Anyhows there has been a lot of activity but not on the lane. For some reason they started digging out on the main road instead, digging along my grass verge for quite some distance. I’m surprised they didn’t cut my secret water supply or the telephone/Interweb stuff. Whatever they were doing, it made a lot of noise and caused the usual chaos you get when there are temporary traffic signals.
They now tell me that they are starting on the lane on Monday. Fine but for the fact that I was counting on them being nearly finished by then and I had laid in stocks under that delusion. Now my stocks are running low and it looks like I won’t get any deliveries during the week. That includes oil as Herself has been feeling the cold so the heating has been on a lot. Bugger!
We did have a power cut during the week but it was during the evening after the diggers had gone so I can’t blame them. Being rural dwellers the cut didn’t really affect us, as we are well equipped for such eventualities. I quickly whipped out the oil lamps, candles and gas camping stove and life continued without a hitch. The only casualty was a television programme Herself had been recording.

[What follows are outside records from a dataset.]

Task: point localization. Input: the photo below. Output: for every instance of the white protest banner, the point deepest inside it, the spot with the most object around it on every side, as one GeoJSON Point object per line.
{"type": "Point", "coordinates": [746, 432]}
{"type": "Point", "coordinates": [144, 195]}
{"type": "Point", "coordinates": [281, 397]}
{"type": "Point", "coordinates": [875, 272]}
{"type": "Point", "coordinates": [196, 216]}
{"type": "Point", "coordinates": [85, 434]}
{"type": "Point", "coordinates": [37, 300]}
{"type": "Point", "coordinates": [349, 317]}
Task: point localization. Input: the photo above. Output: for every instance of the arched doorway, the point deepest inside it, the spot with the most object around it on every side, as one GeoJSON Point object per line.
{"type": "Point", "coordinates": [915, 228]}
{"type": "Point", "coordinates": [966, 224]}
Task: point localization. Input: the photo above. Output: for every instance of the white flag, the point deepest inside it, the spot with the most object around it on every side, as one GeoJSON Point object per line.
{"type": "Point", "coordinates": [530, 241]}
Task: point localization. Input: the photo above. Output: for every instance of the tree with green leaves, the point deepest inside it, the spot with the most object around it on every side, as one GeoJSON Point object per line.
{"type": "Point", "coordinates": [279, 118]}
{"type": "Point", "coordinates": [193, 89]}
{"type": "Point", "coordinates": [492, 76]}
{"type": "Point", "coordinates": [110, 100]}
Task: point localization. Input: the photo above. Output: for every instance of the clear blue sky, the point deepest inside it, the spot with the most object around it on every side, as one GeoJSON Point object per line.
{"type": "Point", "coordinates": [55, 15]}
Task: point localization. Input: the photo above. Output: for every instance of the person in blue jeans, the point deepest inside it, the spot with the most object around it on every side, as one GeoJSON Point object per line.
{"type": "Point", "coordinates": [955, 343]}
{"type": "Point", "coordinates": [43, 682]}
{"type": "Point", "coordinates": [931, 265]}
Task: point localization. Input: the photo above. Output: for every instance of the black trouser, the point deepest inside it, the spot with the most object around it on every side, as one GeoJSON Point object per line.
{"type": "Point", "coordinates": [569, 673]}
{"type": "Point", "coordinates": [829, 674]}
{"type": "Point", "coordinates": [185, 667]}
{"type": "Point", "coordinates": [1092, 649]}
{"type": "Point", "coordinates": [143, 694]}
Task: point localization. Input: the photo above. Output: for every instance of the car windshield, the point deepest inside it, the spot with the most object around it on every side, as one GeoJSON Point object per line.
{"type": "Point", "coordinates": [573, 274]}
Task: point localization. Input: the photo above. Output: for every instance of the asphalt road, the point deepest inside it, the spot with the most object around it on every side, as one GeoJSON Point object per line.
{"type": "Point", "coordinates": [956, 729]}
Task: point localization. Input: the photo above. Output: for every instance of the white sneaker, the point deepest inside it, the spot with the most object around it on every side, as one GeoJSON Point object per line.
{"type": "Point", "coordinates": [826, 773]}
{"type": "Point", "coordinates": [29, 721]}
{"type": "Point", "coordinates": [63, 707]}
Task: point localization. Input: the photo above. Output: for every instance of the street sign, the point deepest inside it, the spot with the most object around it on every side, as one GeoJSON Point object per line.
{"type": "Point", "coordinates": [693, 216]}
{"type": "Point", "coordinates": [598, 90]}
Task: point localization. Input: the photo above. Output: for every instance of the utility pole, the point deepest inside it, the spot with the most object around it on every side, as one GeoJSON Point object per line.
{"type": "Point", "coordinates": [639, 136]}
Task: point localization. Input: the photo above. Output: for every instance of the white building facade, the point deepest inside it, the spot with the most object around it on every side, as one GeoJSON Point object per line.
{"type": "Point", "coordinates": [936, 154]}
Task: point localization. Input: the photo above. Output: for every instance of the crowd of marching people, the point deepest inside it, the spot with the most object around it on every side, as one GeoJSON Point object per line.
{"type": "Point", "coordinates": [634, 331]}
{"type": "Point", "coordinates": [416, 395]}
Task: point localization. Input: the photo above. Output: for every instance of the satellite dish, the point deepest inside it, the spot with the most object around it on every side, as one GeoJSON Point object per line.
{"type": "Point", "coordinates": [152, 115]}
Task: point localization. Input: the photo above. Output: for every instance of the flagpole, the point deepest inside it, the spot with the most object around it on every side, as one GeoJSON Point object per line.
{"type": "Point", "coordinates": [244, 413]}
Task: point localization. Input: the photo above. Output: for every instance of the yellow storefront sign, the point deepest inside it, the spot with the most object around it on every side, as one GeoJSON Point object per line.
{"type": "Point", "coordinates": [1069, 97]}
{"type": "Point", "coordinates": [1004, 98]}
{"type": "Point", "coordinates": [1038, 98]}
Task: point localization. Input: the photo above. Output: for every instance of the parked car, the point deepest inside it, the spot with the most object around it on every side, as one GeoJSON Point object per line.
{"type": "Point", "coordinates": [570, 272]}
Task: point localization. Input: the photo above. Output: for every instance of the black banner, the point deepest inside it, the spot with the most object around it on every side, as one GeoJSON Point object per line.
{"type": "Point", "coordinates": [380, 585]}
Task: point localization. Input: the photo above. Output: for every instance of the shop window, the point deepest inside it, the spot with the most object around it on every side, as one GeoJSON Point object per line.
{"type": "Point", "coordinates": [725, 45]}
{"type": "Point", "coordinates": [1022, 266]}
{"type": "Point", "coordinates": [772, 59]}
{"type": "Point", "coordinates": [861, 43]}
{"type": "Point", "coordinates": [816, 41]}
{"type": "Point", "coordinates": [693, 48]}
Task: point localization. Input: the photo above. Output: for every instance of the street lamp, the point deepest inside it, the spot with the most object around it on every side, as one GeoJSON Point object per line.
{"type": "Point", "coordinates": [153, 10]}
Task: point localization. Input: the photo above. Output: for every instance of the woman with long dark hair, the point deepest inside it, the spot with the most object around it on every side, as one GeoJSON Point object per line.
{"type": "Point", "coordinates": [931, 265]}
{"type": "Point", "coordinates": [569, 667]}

I ordered a curry delivery last night. I had to wait a while as they were very busy, but we were in no hurry. The only problem was that I forgot to switch on the porch light and the delivery bloke [who hadn’t been here before] assumed the back door was the front door because it is still floodlit by the light that won’t switch off. Anyhows he waded through the long wet grass and dog shit before banging on the back door.
He scared the shit out of me.
Hang a large “FOR SALE” sign on the pipe pile. After all, your yard, your pipe. Since you aren’t getting much traffic very few will see it so as an alternative, start charging them storage fees.
What I seriously thought o doing was to shift all their stuff to the far end of the estate. They would then have to come begging. Then I decided I couldn’t be arsed.